Dust approached the suite quietly. When she arrived at the door, she leaned towards it without touching it, her ear towards the wood. The doors were very thick, but she could make out several men laughing. Stepping back, she lifted the hood over her head, and focused her attention on the cape, and the arcane symbols stitched into its inner surface. She pulled the cape close around her, and in the next heartbeat, she felt herself dissolving into fine grains in the carpet. To a passer-by, she might have resembled a pile of brown sugar or sand. She was still capable of motion, however, and she slid under the door into the suite.
She couldn’t see so much as perceive the people in the room. There were at least six of them, possibly as many as eight. She had to assume they were all armed.
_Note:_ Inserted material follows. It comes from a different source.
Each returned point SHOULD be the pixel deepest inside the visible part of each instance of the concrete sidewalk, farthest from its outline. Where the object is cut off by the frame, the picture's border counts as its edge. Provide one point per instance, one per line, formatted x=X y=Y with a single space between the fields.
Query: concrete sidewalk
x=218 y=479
She slid through the carpet towards what she hoped was the window, and willed herself to begin taking her normal shape. As she did, and her hearing came back, she heard the air conditioning turn on. This was good; any bit of wind could be helpful for her cause. When her eyesight was restored, she fixed her gaze on the short, slick, douchey face of Chavetti.
“I think you’ve made enough families mourn, Chavetti.”
Charlie B and Dice went for their guns. She waited for the last possible moment before she released her form again, moving with the wind as she felt bullets passing harmlessly through the dust she left in her wake as she moved. Dust stung the eyes of the gangsters and they began to fire wildly. She passed between them, moving as fast as she could, and when they started screaming in pain, she found herself smiling. She kept moving in her semi-dust state until the screaming either stopped or lessened to pained moans, and she stood before Chavetti, who was cowering behind a couch.
“You… you know who you just…”
“No. I don’t. Look at my face. Do I look like I care?”
Chavetti raised a hand. “Please…”
“Like all those families who begged you? You’ve had this coming.”
She went granular again, this time falling into Chavetti’s mouth and nose. The sensation was odd, but she mentally bore down and kept the gangster under her until he choked on her dust. Then, pulling herself free, she left the room the same way she entered, leaving the doorknob and lock untouched.
Outside, with her bag over her shoulder and tea in hand, she watched the police cars and ambulance speed in. She waited until they wheeled out the body bags, then walked away.